BlitzWolf® 10400mAh QC2.0 – ok. 8000 mAh pojemności

Xiaomi 10000 mAh – ok. 7000 mAh pojemności

Jak sprawdzić poziom naładowania?

SAM_1553

Większość producentów w swoich nowych powerbankach zaczyna stosować ekran, na którym sprawdzić możemy dokładnie (procentowo), ile mocy zostało jeszcze w naszym PB. W testowanych produktach takiego rozwiązania nie znajdziemy. Poziom naładowania pokazują nam diody – jest ich cztery. Jak łatwo się domyślić, 100% to 4 diody, 75% – 3 diody, 50% – 2 diody, 25% – 1 dioda. Podczas ładowania, powerbanki na bieżąco pokazują stan naładowania, natomiast kiedy bank energii znajduje się w stanie spoczynku, poziom naładowania sprawdzimy poprzez kliknięcie w przycisk, który w obu urządzeniach znajdziemy w tym samym miejscu.

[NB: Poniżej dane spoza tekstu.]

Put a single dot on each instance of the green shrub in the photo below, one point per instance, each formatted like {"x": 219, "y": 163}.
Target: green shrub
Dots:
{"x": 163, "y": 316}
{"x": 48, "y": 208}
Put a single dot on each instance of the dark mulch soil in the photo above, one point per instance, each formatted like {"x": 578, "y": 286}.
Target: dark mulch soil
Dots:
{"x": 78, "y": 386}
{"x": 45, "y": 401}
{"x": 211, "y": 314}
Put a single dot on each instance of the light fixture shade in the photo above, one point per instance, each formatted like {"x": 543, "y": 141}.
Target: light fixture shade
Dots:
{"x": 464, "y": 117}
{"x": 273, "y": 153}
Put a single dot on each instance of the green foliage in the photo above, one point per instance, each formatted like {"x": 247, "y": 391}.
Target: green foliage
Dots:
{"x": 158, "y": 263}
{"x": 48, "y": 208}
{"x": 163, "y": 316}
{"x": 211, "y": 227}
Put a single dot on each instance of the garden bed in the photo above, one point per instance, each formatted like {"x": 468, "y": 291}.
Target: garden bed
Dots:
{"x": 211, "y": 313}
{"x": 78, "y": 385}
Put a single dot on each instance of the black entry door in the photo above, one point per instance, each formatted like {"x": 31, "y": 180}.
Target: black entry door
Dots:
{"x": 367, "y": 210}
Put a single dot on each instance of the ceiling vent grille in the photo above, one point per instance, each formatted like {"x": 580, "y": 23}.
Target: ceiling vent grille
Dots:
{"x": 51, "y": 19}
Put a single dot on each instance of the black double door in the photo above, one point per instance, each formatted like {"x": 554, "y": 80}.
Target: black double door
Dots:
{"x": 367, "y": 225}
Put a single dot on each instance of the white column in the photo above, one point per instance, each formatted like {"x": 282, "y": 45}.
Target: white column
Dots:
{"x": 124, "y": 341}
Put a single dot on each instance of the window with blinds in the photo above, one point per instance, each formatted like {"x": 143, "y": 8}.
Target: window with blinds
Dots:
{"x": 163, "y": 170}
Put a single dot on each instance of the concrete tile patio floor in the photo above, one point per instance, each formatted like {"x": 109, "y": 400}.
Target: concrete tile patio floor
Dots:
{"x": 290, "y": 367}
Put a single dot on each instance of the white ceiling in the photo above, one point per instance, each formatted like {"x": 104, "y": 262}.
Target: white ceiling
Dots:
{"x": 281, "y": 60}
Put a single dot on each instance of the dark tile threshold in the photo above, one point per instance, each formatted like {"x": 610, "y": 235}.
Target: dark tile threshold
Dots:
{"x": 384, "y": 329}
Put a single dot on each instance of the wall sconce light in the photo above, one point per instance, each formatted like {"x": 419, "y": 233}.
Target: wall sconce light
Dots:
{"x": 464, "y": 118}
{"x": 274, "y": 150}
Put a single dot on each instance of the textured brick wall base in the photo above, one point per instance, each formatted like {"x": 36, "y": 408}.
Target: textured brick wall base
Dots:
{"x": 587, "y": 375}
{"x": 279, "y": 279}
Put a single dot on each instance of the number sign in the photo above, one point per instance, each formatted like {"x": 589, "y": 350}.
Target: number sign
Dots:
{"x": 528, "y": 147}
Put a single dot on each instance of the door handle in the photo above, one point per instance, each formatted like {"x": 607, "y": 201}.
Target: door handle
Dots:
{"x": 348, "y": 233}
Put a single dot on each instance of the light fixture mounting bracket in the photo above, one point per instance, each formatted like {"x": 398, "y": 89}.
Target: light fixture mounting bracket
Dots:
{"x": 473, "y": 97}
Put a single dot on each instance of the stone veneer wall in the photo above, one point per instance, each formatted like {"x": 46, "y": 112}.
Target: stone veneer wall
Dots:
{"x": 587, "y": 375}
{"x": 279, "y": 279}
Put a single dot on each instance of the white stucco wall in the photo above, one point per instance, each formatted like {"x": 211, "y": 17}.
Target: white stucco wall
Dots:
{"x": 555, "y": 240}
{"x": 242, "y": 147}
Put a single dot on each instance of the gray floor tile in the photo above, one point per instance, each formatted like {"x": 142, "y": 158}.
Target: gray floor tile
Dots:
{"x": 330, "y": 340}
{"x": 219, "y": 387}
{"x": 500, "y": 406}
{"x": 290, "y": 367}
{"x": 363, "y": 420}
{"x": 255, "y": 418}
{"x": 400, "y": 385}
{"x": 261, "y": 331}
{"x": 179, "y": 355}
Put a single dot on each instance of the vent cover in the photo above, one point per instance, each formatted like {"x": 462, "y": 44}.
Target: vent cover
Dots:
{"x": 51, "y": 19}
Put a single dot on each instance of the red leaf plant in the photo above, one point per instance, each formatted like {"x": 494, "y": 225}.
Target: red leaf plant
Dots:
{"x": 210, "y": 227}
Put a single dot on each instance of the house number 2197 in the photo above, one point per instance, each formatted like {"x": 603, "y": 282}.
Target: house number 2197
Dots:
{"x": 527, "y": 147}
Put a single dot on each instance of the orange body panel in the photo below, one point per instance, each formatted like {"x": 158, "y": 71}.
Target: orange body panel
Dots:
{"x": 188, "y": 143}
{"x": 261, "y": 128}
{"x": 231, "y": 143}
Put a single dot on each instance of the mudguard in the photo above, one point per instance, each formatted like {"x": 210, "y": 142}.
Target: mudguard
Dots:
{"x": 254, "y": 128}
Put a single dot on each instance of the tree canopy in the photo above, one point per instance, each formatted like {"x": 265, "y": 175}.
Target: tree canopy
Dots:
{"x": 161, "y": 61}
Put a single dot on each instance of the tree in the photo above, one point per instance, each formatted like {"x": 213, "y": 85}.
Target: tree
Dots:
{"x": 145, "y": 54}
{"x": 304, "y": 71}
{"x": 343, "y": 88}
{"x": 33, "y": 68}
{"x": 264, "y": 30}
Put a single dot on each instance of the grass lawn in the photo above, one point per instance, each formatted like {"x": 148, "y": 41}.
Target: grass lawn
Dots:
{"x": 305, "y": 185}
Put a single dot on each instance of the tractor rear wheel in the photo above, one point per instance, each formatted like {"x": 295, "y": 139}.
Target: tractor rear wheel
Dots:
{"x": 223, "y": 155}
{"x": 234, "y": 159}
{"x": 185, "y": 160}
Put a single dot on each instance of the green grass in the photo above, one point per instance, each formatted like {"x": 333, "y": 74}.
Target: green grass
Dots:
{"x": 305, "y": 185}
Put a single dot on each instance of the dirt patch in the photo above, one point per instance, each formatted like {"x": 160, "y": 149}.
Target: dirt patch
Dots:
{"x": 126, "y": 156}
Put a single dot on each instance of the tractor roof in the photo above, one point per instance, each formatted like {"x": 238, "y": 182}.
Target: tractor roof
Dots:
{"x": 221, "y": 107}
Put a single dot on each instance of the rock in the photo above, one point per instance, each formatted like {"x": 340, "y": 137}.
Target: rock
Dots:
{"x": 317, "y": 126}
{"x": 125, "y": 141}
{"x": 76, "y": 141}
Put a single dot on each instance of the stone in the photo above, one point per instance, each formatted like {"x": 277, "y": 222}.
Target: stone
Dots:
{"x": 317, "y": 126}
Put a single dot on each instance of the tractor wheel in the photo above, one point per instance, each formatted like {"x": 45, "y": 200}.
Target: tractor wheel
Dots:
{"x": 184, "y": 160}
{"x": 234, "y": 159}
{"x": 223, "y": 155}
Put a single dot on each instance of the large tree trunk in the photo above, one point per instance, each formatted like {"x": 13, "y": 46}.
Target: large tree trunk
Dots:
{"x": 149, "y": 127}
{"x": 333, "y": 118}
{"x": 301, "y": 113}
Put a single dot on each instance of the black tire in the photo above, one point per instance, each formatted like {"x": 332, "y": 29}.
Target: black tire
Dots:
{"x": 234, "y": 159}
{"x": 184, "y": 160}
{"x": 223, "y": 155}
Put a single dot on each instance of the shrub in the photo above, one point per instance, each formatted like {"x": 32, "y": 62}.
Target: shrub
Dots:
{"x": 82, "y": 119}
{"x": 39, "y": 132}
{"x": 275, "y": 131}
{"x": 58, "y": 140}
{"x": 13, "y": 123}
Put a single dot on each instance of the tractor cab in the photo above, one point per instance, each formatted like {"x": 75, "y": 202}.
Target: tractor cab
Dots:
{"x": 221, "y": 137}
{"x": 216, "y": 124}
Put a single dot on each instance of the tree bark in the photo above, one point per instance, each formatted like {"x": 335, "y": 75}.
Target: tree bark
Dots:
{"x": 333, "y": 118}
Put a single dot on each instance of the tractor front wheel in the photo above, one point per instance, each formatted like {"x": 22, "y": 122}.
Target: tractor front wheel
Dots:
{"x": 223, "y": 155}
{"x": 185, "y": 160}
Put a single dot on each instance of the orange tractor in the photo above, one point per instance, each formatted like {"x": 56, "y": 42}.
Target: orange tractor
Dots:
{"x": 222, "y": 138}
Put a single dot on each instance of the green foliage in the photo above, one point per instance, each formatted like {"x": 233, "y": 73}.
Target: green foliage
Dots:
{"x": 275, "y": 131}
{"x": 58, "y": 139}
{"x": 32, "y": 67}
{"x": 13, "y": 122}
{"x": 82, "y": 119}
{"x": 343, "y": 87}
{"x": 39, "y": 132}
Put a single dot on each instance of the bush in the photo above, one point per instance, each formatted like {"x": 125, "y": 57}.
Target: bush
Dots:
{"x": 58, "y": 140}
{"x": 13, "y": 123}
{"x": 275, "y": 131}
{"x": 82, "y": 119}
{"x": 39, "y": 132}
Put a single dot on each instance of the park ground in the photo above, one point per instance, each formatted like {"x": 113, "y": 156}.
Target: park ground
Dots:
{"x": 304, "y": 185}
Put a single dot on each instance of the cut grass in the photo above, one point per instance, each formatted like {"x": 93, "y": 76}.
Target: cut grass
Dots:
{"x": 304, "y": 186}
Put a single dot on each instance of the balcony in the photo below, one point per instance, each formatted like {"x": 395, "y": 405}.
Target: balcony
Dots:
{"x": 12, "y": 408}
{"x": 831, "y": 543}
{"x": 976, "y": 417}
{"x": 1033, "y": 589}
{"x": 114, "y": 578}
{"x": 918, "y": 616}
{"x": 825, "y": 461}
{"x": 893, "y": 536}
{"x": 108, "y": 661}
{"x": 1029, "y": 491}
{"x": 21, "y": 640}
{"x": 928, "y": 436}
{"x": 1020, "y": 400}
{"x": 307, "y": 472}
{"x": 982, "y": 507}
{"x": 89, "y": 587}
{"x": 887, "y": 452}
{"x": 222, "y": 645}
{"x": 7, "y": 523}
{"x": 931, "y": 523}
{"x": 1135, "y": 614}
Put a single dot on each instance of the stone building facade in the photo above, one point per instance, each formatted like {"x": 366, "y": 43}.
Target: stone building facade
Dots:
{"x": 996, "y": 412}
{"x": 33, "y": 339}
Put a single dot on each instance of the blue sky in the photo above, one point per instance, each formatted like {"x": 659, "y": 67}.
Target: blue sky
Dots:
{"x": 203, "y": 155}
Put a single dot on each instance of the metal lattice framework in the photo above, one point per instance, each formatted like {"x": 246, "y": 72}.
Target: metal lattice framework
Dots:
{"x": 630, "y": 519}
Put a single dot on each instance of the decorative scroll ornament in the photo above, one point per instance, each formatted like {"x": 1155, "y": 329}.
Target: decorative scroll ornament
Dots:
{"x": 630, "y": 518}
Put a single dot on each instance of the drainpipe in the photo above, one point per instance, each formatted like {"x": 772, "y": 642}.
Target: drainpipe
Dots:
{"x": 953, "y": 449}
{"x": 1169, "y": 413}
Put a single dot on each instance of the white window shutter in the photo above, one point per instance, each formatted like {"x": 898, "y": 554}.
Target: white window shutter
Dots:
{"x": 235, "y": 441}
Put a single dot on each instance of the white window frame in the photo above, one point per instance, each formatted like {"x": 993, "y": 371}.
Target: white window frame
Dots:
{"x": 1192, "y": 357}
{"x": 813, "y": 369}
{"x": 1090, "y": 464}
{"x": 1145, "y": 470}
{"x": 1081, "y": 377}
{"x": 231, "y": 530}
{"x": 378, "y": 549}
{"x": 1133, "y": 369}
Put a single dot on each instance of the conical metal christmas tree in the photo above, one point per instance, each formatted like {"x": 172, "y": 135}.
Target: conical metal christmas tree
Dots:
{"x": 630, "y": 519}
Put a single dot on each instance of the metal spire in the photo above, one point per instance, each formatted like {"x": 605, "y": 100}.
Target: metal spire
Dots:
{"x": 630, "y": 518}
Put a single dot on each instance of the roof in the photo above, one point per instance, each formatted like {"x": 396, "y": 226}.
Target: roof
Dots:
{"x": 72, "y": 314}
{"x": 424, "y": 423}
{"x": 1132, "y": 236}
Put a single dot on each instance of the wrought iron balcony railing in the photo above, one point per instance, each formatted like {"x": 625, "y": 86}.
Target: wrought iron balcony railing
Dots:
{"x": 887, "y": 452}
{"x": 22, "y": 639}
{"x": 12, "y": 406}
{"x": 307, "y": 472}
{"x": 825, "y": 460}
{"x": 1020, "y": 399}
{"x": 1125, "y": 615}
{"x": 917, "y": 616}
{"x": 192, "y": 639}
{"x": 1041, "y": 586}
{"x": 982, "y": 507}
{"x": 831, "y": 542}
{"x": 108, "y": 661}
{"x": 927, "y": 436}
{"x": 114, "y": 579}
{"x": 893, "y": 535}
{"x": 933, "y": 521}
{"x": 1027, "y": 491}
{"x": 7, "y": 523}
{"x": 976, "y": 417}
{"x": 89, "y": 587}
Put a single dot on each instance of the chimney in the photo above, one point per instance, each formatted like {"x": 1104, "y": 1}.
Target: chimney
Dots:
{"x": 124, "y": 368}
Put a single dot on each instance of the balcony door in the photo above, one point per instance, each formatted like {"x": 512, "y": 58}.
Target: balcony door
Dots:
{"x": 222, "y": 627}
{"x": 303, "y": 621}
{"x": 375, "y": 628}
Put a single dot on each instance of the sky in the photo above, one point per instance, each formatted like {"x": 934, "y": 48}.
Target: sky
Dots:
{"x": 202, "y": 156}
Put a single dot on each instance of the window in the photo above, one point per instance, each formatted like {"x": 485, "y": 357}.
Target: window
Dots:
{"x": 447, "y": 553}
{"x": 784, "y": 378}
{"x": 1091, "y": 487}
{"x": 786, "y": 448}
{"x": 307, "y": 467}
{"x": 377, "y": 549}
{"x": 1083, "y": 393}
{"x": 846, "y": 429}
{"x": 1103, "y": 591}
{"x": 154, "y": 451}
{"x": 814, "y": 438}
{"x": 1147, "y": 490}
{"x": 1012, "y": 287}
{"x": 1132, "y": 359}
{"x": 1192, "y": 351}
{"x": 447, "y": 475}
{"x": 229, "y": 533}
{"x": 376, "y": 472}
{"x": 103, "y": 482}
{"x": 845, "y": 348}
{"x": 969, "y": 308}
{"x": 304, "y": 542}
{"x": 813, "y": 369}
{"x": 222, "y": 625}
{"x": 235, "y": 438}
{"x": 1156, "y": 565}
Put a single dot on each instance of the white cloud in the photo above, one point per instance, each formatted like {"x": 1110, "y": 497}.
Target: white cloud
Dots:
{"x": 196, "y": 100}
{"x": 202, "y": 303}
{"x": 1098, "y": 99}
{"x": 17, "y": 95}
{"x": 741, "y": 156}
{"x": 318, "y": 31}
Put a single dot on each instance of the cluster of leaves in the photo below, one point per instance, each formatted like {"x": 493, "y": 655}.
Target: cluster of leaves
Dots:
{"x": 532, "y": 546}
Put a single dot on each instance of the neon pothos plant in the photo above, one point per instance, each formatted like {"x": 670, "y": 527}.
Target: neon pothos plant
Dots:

Powerbanki Xiaomi i BlitzWolf ładowanie rozpoczynają od razu, po podłączeniu do nich naszego urządzenia – nie musimy nic klikać, przestawiać – wszystko jest proste i klarowne.

Podróbki

Jeśli macie zamiar nabyć powerbank Xiaomi, to musicie mieć na względzie to, że rynek jest zalany podróbkami – tak, Chińczycy podrabiają Chińczyków. Na opakowaniu od PB Xiaomi widnieje hologram, którego na podróbkach zwykle nie ma. Oryginalność powerbanku możemy także sprawdzić w sieci – Xiaomi pozwala to zrobić na tej stronie. Bez problemu sprawdzicie to również bez użycia strony – podróbki banków energii Xiaomi zwykle same się ładują, po włożeniu kabla USB obiema końcówkami w gniazda powerbanka. Różni się też sam kabel USB.

xiaomi 10000.jpg 11

Podsumowanie

Oba testowane przeze mnie urządzenia są z pewnością godne polecenia. Nie ma z nimi żadnego problemu, i bardzo dobrze spełniają swoje zadanie – czego nie mogę powiedzieć o powerbankach innych, mniej znanych marek.

SAM_1558

Mimo wszystko podczas zakupu skłaniałbym się bardziej w stronę produktu Xiaomi, który jest sporo tańszy od propozycji BlitzWolf, i przemawiają za nim także mniejsze wymiary. Na dzień dzisiejszy, powerbank Xiaomi można kupić za 50-70zł na Banggood, natomiast urządzenie firmy BlitzWolf dostępne jest za ok. 100zł.